The outstanding dishes, besides the crabs and noodles, included the sate. The well-seasoned shrimp, beef and chicken grilled on sticks (my kids call them shrimp, beef and chicken popsicles) were served with one of the best sate sauces I've ever had. It was thick and shiny, as if the peanut butter had been whipped, and the heat level was just short of perverse.

The homemade Muslim-style flat roti bread was soft and well browned, and tasted like a very moist flour tortilla. It's excellent eaten with the brick-red curry, which is served in a small bowl on the side. Long cooked eggplant is presented in diagonal slices that melt in your mouth.

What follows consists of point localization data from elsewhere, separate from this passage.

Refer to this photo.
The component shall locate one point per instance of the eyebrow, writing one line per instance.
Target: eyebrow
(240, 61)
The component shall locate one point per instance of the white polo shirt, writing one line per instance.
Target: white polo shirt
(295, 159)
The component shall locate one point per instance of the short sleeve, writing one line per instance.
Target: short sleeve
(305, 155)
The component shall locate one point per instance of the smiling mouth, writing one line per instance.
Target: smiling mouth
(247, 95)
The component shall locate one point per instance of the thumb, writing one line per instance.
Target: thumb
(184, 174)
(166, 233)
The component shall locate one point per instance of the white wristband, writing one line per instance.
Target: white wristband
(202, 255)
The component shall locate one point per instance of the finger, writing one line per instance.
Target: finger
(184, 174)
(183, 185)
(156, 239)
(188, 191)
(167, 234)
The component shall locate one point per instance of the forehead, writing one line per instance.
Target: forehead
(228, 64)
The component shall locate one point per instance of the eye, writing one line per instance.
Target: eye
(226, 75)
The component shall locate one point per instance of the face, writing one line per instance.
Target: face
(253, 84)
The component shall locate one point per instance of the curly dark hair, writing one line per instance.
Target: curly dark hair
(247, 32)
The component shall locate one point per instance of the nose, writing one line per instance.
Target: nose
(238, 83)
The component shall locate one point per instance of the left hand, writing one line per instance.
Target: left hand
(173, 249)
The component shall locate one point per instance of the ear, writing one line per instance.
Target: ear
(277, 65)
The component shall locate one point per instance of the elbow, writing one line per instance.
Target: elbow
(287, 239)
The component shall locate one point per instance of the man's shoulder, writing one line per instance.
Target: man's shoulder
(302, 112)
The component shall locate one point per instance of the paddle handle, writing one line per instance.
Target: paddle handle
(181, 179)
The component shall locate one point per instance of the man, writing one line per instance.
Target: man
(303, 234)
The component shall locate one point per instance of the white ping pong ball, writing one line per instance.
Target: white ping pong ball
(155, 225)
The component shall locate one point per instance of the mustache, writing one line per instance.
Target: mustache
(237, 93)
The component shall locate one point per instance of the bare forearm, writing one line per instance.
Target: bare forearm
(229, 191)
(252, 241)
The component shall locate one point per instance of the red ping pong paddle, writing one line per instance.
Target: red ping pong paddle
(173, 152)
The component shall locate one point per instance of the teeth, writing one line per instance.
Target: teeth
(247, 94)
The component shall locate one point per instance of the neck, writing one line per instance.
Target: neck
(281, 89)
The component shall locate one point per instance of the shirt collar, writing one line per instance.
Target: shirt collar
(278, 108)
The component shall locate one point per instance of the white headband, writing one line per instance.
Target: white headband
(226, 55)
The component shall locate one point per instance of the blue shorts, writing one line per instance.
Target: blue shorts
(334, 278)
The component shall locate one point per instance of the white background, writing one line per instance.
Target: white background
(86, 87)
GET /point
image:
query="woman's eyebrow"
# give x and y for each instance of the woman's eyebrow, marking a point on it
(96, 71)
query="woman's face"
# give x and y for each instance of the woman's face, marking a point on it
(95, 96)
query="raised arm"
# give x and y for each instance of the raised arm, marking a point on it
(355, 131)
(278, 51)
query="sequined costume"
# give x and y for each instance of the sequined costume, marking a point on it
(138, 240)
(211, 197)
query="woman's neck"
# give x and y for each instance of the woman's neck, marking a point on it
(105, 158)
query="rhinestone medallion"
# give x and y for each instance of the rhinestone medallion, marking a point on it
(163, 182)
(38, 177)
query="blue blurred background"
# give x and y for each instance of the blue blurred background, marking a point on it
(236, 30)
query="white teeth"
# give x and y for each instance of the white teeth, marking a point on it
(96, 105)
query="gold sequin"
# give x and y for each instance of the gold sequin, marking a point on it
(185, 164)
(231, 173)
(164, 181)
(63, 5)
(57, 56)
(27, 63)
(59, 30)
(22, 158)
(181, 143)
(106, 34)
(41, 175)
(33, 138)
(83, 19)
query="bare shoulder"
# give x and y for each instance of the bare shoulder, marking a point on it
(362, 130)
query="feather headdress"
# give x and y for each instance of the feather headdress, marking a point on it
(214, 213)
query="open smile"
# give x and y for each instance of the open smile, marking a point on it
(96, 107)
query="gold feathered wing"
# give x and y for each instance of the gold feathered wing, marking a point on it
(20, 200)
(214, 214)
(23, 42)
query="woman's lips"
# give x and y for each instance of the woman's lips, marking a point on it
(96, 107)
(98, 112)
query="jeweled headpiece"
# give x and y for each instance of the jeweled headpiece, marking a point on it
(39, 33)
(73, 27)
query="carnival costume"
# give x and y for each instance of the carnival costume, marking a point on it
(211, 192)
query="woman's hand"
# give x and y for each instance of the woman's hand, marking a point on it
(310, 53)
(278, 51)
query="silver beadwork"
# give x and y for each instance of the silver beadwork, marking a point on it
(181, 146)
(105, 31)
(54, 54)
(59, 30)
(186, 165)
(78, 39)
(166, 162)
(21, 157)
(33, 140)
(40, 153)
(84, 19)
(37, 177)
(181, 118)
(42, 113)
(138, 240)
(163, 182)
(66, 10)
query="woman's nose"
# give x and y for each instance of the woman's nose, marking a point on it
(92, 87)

I probably wouldn't order the sweet and hot tamarind shrimp again. The combination of sweet tamarind paste and hot chile peppers was a little too extreme for me. A beef curry wasn't very good either; the meat was just too tough. And in the take-it-or-leave-it category, there was a curious fruit salad covered with peanut chunks called rojak. I can't tell you what the fruits were, as they were entirely obscured by the crushed nuts.

But the specifics of how each dish at Malaysia Restaurant appeals to my particular taste wasn't the main topic of conversation. I was more intrigued by the larger question of how this astonishing array of Asian ingredients and cooking styles ended up on the same table.

"Malaysian food is the original fusion cuisine," Daniel told me. And a brief history of the place explained why. Malaysia lies along the Strait of Malacca. This narrow passage is the nautical crossroads of the Asian world, connecting the Bay of Bengal and the Indian subcontinent with the South China Sea and the Far East. The strategic land has been colonized by the Dutch, the Portuguese and the British, as well as countless invaders, visitors and colonizers before them. And every new ethnicity brought along something to eat.